Millions of people take statins every day to reduce the risk of heart disease and of having a heart attack.

Doctors must weigh carefully the risks and benefits of using the drugs in stroke survivors, the researchers said, as the benefits of reducing the risk of heart disease in these patients may be outweighed by the increased risk of a second stroke.

Dr Michael Brandon Westover, of Massachusetts General Hospital and Harvard Medical School, Boston, and colleagues, wrote in the journal: "A particular subgroup of patients for whom the advisability of statin use is unclear are those at high risk for intracerebral haemorrhage.

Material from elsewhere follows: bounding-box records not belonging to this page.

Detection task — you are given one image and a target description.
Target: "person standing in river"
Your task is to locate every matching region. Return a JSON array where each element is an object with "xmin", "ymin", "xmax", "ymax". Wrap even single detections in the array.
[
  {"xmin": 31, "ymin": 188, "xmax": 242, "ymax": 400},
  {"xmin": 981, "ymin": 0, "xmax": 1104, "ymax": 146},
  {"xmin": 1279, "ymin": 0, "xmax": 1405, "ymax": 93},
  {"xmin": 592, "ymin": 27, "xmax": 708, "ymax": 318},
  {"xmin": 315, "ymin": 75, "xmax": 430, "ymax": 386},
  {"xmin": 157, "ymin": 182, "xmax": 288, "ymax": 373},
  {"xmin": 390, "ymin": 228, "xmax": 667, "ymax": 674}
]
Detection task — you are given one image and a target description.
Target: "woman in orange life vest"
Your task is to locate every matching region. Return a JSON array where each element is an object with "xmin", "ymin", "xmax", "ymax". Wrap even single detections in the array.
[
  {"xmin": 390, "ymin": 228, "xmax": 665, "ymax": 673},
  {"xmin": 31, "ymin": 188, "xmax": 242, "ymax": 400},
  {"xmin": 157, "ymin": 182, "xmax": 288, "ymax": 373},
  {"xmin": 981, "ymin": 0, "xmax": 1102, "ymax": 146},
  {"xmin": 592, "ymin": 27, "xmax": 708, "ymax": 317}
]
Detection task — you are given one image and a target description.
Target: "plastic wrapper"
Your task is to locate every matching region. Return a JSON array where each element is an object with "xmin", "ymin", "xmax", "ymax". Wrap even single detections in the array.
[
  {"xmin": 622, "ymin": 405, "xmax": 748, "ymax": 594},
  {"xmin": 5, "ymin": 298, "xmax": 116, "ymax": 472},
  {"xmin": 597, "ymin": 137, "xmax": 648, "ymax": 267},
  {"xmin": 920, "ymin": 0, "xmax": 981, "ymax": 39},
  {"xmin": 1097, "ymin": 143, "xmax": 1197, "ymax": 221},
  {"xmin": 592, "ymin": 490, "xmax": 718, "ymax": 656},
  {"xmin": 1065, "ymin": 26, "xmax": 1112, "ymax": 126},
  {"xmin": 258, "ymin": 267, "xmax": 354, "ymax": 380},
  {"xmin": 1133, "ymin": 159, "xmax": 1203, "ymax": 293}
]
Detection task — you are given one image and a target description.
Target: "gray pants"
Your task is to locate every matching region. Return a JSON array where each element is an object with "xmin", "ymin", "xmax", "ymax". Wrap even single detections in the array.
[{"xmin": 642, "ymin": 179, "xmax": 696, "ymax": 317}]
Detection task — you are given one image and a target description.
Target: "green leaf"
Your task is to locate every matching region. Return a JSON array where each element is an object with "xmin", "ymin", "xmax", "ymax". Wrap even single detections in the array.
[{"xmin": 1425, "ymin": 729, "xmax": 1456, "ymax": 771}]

"The reason for added concern is the increased incidence of intracerebral haemorrhage observed among subjects randomised to statin therapy in a clinical trial of secondary stroke prevention.

"Because intracerebral haemorrhage sufferers commonly have co-morbid [co-occurring] cardiovascular risk factors that would otherwise warrant cholesterol-lowering medication, it is important to weigh the risks and benefits of statin therapy in this population."

They said that for patients whose bleeding stroke occurred in the region of the brain known as the cerebrum the risk of a second stroke increased from 14 per cent to 22 per cent if they were on statins.

There was less effect if the original stroke had occurred in other parts of the brain, they said.

It is not known how statins increased the risk of certain kinds of bleeding stroke but the researchers suggested it may be because people with this kinds of stroke are more susceptible if their cholesterol levels are lowered or the drug itself may reduce the blood's ability to clot.

Dr Brandon Westover added: "In summary, mathematical decision analysis of the available data suggests that, because of the high risk of recurrent intracerebral haemorrhage in survivors of prior haemorrhagic stroke, even a small amplification of this risk by use of statins suffices to recommend that they should be avoided after intracerebral haemorrhage."

An accompanying editorial, written by Dr Larry Goldstein of Duke University in North Carolina, America, said: "Until and unless there are data to the contrary, or warranted by specific clinical circumstances, the use of statins in patients with haemorrhagic stroke should be guided by the maxim of nonmaleficence - Primum non nocere (first, do no harm)."